House and Senate budget negotiators will decide in the coming weeks whether the [$3 million a year program to test high school student athletes for steroids] continues — and its scope and pace.
“It’s not needed. House members think that we should not do the test at all,” said House Appropriations Chairman Jim Pitts, R-Waxahachie. Pitts will lead House members in their negotiations with Senate counterparts.
A scaled-down program is possible, Pitts said. And that would satisfy Rep. Dan Flynn, R-Van, who sponsored the steroid-testing legislation two years ago.
He prefers a scaled-down program where random tests for steroid use are given to students who participate in football, track, weight lifting and wrestling, sports in which steroid abuse is most prevalent, as opposed to volleyball, for example.
“No, we don’t have a whole lot of people that we caught, but the whole idea was for them not to use it,” Flynn said. “It was a fairness and health issue, and we think we raised that level of awareness to a bar where it’s been successful.”

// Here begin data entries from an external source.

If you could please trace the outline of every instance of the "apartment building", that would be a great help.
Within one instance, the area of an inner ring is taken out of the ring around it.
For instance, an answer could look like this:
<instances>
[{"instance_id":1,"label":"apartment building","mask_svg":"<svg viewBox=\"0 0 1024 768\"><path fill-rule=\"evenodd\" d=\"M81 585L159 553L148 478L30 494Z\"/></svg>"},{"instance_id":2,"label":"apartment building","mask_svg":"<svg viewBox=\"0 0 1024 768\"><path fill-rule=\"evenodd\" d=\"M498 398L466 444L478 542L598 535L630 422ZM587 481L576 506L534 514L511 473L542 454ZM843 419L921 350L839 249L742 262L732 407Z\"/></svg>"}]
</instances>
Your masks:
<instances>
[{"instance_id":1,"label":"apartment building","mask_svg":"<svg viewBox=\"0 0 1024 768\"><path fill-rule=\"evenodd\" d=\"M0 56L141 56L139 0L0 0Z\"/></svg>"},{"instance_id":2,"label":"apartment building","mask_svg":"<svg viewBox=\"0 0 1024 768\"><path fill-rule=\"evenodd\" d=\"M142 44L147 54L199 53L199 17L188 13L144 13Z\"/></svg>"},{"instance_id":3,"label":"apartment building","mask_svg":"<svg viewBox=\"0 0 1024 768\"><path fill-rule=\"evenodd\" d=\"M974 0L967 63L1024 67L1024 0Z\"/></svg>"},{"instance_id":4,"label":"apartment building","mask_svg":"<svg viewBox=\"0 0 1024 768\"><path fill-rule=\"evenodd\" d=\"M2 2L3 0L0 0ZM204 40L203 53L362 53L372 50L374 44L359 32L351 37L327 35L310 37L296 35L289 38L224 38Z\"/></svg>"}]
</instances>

As noted, in the story, a grand total of 11 athletes, out of 29,000 tested, came up positive. Both Rep. Flynn and Lt. Gov. Dewhurst, who was also quoted in support of this foolishness, have given all kinds of silly justifications for this in the past as well. Even Governor Perry supports scaling this back. Now three million bucks is chump change in the context of the budget. Killing this program isn’t going to achieve any real savings. That’s not the point. Steroid testing was done for a reason, whether you believe it was deterrence or fact-finding or something else, and the results have shown that it’s not needed. We should pay heed to those results and take the next logical step.